I am so relieved that I found this site and learned that I am not alone. I've been married for 8 years, together for over 10. I am his third wife, he's my second husband. H has two children from his first marriage, they're now 29 and 26 (girl and boy); I have a 22 yr old son from my first marriage.

I apologize, this is a rather extensive post, but there's so much to say, and I’m still only giving the minimum of facts.

H was having a lot of problems with his son when I began dating him and, although I didn’t ask him to make a choice he promised me that his son wasn't going to reside with us when we married. However, I've learned talk is nothing more than that, it's just chatter. The SS (stepson) refused to attend our wedding (it was at our home) but came to the reception and, at the end of the night, proceeded to beat the crap out of his father for asking him to leave because he threatened his own sister. H pressed charges, but when it went to court he told the judge that SS had "learned his lesson" so the judge dismissed the case.

Since our marriage, SS has forged my personal checks, stolen money from me, his father, and my son, stolen a credit card, etc. He stole drugs and other items from a drug dealer who came to my home looking for him! Unfortunately, no matter how horrible his actions, H won't hold him accountable, ever. During the time that he wasn’t allowed in our home, he'd call his Dad and ask if he could stay at the house for a night because he didn't have anywhere else to go, and without even discussing it with me, H would say come on over.

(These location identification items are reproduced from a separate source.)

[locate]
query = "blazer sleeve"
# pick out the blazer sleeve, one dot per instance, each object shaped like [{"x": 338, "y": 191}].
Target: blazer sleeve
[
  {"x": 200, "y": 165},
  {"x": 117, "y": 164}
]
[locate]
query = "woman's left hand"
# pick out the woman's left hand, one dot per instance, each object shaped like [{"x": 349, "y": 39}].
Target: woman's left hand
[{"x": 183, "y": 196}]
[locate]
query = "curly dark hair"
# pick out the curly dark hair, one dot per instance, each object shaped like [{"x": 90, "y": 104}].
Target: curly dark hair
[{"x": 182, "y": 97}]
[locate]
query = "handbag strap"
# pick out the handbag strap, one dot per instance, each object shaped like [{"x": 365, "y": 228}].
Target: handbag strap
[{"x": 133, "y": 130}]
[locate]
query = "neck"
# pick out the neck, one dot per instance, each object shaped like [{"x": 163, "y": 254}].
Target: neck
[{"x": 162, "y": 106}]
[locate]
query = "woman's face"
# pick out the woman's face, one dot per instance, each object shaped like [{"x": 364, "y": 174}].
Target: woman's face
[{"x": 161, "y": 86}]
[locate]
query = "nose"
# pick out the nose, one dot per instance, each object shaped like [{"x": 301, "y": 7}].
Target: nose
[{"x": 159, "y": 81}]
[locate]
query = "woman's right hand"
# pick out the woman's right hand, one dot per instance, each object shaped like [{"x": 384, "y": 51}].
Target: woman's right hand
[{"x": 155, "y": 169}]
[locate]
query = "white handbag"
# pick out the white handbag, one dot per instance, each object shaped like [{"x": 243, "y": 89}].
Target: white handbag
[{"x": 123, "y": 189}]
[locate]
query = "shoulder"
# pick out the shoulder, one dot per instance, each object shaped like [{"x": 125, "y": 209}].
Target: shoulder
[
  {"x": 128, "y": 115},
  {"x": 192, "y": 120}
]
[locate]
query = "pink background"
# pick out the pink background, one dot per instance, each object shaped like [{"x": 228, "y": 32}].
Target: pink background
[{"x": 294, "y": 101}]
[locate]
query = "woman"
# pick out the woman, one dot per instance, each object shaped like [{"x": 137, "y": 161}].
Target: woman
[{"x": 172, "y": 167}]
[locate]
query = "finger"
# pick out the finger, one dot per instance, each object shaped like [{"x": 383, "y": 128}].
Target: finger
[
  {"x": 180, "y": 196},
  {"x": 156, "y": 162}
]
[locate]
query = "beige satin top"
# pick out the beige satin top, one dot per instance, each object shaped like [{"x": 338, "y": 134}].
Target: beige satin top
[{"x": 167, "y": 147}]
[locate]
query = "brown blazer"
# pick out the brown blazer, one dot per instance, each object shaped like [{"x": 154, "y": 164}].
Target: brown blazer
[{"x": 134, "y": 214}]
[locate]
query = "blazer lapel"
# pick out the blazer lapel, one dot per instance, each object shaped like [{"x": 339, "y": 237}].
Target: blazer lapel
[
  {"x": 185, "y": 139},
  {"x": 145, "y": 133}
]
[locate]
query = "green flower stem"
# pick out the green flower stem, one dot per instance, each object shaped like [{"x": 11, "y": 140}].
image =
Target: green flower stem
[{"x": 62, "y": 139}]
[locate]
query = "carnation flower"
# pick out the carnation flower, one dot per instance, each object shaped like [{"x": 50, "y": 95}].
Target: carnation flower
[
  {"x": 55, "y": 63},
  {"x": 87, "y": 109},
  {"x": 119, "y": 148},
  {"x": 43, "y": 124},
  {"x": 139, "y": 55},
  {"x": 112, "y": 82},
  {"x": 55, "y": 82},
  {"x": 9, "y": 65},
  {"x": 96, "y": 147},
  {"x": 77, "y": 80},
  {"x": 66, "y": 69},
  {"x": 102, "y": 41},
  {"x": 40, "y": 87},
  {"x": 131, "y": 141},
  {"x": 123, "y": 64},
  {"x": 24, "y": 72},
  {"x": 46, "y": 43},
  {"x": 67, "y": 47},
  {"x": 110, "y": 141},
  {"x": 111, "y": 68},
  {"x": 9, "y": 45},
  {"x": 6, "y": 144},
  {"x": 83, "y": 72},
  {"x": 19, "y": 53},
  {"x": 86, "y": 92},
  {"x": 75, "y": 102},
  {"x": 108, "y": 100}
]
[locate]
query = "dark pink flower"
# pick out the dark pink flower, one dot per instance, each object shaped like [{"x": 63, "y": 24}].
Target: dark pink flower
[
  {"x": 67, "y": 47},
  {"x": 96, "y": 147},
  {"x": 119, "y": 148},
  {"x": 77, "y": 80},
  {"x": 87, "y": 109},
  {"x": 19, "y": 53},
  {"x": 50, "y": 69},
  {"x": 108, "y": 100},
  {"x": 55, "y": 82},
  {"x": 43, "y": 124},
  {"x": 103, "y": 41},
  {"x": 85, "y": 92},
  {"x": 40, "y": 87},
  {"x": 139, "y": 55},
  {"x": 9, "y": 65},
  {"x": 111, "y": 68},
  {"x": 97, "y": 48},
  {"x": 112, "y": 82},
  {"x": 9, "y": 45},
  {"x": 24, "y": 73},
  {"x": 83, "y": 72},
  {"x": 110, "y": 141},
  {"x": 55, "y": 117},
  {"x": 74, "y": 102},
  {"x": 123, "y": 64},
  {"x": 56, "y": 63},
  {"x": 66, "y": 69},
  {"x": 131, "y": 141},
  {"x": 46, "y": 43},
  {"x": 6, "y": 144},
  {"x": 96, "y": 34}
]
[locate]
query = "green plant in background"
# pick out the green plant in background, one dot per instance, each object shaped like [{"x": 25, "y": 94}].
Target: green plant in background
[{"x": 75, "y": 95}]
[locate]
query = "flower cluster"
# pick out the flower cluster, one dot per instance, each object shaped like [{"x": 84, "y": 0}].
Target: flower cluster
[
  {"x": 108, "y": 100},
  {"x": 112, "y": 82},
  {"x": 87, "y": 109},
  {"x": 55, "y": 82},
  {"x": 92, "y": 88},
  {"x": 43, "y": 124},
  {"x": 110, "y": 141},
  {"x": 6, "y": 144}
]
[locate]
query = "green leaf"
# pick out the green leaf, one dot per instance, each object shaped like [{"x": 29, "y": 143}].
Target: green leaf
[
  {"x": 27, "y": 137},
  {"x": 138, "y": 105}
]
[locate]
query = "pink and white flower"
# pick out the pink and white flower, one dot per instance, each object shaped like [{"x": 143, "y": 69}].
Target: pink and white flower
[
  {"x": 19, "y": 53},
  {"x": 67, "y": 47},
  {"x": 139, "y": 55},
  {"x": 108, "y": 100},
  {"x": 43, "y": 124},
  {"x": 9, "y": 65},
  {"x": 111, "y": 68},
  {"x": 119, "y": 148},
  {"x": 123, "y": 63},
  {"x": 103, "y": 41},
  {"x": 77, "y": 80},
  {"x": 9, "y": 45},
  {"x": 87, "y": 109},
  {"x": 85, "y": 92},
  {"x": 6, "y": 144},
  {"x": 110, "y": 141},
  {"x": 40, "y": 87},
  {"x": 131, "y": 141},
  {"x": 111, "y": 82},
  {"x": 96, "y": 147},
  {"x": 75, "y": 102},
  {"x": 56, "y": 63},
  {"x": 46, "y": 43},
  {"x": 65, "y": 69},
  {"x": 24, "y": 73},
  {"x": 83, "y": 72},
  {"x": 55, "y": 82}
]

Then, the SS would stay for a few weeks or months until he did some other atrocious act that would cause his Dad to finally boot him out again.

He moved back in with us back in July ("only for 2 weeks, honey") because his g’friend kicked him out for physically assaulting her. He’s quit working, dropped out of school, and plays video games all day long. He smokes in my home although I've asked him repeatedly not do so because I'm allergic to cigarette smoke. When I mention this to H, he just acts like I'm speaking in a foreign language. H promised me in December that he'd give him until March to get a job and find his own place; he recently admitted that he never talked to him about it.

Last October, our 4 1/2 mth old granddaughter died and SS couldn't be bothered to attend her wake or funeral--his own niece! H and I sat him down for a serious conversation regarding this and other issues that were occurring during that time. Unfortunately, H decided to do his impersonation of a clam and I had to do all of the talking. The only responses I could get out of SS was "*%#@ you", to the extent that my son finally came into the conversation and told him to never speak so disrespectfully to me. My H and SS have screaming matches with each other all of the time--they never resolve anything because they're just screaming over each other.

H told me last week that SS is returning to school in June, so it doesn’t appear that there’s an “end date” for SS to move out. SS and I don't really have any interaction with each other if we can avoid it. I don't respect him and I can't pretend that everything's okay. He's brought people into my home that I don't trust, things are beginning to come up missing again, and he's still using his recreational drugs in my home. When I tried to discuss this with H, he asked me "why do you resent my son so much?" I finally told him that I don't resent his son I resent him because he hasn't provided either of his children with the tools necessary to be able to sustain themselves in the real world.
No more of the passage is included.